Although at the time it made little real sense because the culture at large had changed during the Sixties and most of this was done by rote, because it had always been done, and wasn’t leading the students anywhere useful, even by the questionable standards of the early 20th Century.

One of the most telling statements in Gatto’s book concerns the era of court mandated overhauls and their many failures.  “The problem [I’m paraphrasing] is not that all the money failed to fix the system, but that no one realized that the system wasn’t broken, not by its own metrics.  it did what it did very well and all that money just gave it more to do the same with.”

In those places and schools where someone realized that the way things were being run was fundamentally flawed, real change happened.  But these instances are rare.

You have to ask a basic question:  in the instance of a situation like Garfield High School in East L.A. where a dedicate educator, Jaime Escalante, took dead-end kids and taught them to do calculus, why can’t this happen everywhere?  Escalante proved that it wasn’t a lack of intelligence on the part of the students.  If anything, they were brighter than their better-off counterparts, possibly because just surviving require a raw intelligence honed to a sharper edge.  So what is it?

Kids know instinctively when they’re being handed a bad deal.  After three years in many schools, the light is said to go out in many kids’ eyes.  By then they realize that it was all a game—they aren’t there to learn, they are there to be turned into consumers.  Maybe they can’t describe it that way, but they know they’re being handed a bill of goods.  So the system becomes a nanny system, designed to get them to adulthood pliant and cooperative.

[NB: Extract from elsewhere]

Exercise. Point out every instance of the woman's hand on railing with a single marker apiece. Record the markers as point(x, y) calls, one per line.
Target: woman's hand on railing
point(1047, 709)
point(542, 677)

Gatto goes much farther.  I am not so convinced as he is of the precision of the process.  And the fact is, real learning does happen here and there, even within this cockamamie system.

What did I do?  I paid little attention in class unless something was going on that interested me.  I took charge of my own education, and believe me that was not the best idea.  But no one stopped me.  I ended up my senior year cutting two and three days a week.  Most of those days I spent in the local library, a few blocks up the street from school, reading for five or six hours.  It was a wholly unguided regimen, haphazard and chaotic—but I read a lot of good books.  Gradually over time I was fortunate enough to find people who, all unknowingly, helped build a framework inside which all that reading turned into something coherent.

I agree the public school system as it stands in many places today probably ought to go away.  It does not serve the people attending.  But I have a profound antipathy for the current political cries for its demise—they have nothing to recommend to put in its place and because the system is not what we need doesn’t mean we don’t need one.